Apa polisi perlu penjelasan erza lagi?

Apa polisi sudah menemukan pelakunya?

Apa –

Pikiranku terhenti ketika nadia masuk ke kamar.

"Kata bunda.." nadia ini memang tidak tahu keadaan, bagaimana kalau bima mendengarnya. Aku refleks menutup telinga bima, berharap agar dia tidak mendengar. "..ayah nganterin erza kerumahnya, cuma mau ambil barang-barang yang penting"

Ah syukurlah.

Lega sekali mendengarnya.

..

..

Pagi-pagi kami berenam berkumpul di ruang makan. Bunda menyiapkan berbagai makanan di atas meja. Tidak pernah bunda memasak sebanyak ini.

"Punya anak empat ternyata gak susah juga ya" pekik bunda memecah keheningan sesaat.

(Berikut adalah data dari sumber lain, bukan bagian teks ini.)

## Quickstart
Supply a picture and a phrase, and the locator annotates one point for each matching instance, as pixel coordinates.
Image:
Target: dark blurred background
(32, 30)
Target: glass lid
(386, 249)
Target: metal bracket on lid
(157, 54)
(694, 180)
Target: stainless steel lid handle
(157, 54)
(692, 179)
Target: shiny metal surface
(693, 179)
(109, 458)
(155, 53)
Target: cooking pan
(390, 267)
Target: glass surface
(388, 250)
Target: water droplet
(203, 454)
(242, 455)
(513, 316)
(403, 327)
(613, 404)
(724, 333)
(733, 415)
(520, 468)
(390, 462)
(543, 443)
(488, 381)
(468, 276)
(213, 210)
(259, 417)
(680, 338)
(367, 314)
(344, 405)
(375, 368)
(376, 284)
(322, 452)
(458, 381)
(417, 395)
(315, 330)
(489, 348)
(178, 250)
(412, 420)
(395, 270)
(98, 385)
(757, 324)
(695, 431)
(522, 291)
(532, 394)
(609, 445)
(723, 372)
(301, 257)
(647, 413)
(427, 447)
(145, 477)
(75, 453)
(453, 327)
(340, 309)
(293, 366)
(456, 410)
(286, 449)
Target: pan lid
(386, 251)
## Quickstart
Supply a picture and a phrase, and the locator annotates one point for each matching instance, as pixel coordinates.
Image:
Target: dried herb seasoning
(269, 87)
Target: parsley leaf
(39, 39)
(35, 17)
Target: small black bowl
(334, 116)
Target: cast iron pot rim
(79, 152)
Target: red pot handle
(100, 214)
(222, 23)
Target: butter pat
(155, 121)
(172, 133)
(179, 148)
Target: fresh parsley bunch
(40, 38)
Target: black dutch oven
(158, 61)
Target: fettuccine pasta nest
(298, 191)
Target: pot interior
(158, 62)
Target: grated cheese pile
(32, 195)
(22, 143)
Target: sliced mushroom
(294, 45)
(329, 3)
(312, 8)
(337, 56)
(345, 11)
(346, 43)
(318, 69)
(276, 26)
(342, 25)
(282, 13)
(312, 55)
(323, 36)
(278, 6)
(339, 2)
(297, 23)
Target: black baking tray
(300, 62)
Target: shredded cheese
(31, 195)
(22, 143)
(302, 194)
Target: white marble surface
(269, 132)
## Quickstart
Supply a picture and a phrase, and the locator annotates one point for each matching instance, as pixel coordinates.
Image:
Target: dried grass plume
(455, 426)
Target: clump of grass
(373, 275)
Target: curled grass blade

"Kurang dua bun, biar setengah lusin" ayah tertawa kecil menyauti bunda.

"Rame ya bun. Meja makannya pun juga penuh sekarang" –Nadia

"Iya nih, biasanya gue sendirian. Kalo gak gitu cuma sama lo doang nad" –Aku

"Kalo sendiri bawaannya kangen mulu, kalo berdua adu mulut terus, sekarang berempat bingung mau ngajak ribut yang mana, iya?" –Ayah

"Kak lea selalu berantem sama kak nadia" suara dengan logat lucu khas anak kecil itu membuat tawa kami pecah. Menertawai lagak lucu anak laki-laki yang sedang fokus dengan makanannya.

"Cuma bima ya yang pinter" bunda memuji sambil mengusap pucuk kepala bima yang duduk tepat disampingnya.

"Nanti sholat taraweh ya. Besok udah puasa" lanjut bunda memberitahu.

Nadia yang masih mengunyah makanannya itu menyahut, "Loh bun, cepet banget ya udah ramadhan".

"Bima puasa gak?" –Aku

"Tapi bima puasanya cuma sampai dhuhur aja" mulutnya penuh dengan makanan, semakin lucu.